Thanks! I really appreciate that. I think part of my anger and hurt feelings last night were due to lack of sleep; once I slept a little I woke up this morning feeling a little better. I just have to keep telling myself that my results will speak for themselves, I don't have to! Thanks again, and good luck on your journey!

CV said...

I have been enjoying your blog since I found it a few days ago. I am so happy that you are blogging "outside the MF world"! Let me explain...I too used MF (successfully) in 2009 and lost weight -- almost to my goal. Unfortunately, I (not MF) did not follow through with Transition and Maintenance and needless to say, I gained it all back. However, Medifast has been THE ONLY thing that I have tried that has been not only successful but enjoyable! :) That says a lot from someone who's been a yo-yo dieter for a very long time!!!
Well, fast forward to December 3, 2011 and I am back on Medifast this time to do it right.
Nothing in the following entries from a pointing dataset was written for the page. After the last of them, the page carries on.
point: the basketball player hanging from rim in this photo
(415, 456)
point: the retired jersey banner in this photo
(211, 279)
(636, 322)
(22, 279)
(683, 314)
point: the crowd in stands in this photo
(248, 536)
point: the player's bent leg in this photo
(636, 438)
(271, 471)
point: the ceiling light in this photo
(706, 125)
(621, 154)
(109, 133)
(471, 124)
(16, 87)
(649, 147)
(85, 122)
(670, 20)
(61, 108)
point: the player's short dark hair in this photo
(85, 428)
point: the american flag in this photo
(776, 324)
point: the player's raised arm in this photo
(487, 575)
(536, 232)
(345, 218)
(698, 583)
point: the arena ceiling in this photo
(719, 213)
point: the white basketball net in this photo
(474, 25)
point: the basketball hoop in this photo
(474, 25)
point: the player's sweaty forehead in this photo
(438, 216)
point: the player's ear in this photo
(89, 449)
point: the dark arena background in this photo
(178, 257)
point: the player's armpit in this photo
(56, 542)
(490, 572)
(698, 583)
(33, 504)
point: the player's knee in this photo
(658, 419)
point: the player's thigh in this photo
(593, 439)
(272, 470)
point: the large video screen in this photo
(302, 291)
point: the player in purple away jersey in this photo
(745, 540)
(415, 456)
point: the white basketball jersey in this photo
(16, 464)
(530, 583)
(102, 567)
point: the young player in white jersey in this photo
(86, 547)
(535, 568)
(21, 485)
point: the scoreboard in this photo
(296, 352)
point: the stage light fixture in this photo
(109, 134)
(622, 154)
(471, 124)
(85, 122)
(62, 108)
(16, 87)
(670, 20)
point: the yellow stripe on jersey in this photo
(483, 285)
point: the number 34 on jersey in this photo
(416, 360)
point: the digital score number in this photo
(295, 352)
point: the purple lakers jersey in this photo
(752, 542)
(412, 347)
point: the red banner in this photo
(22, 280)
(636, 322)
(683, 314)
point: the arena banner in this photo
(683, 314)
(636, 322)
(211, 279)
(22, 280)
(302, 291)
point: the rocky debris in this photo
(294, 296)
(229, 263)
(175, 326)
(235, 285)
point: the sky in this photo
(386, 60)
I appreciate your blog because you are sharing your journey with others and it is encouraging to read. I just read your blog about the Shrimp and Shirataki Noodles too...wanna try that!!! So anyway, heads up lady! You are doing what's right and good for YOU and really that's ALL that matters! :))

Samantha said...

Thank you! I'm glad my blog has been helpful to you, that is definitely my goal! Dieting is hard and if I can make it a little easier for someone then I'm happy. The recipe itself I did not completely put in the post - I'm hoping to encourage people to purchase the book with me reviews. If the rest of the book is like this first recipe, though, I'd definitely say the purchase ($12) is well worth it! Good luck to you on the program, you can do it!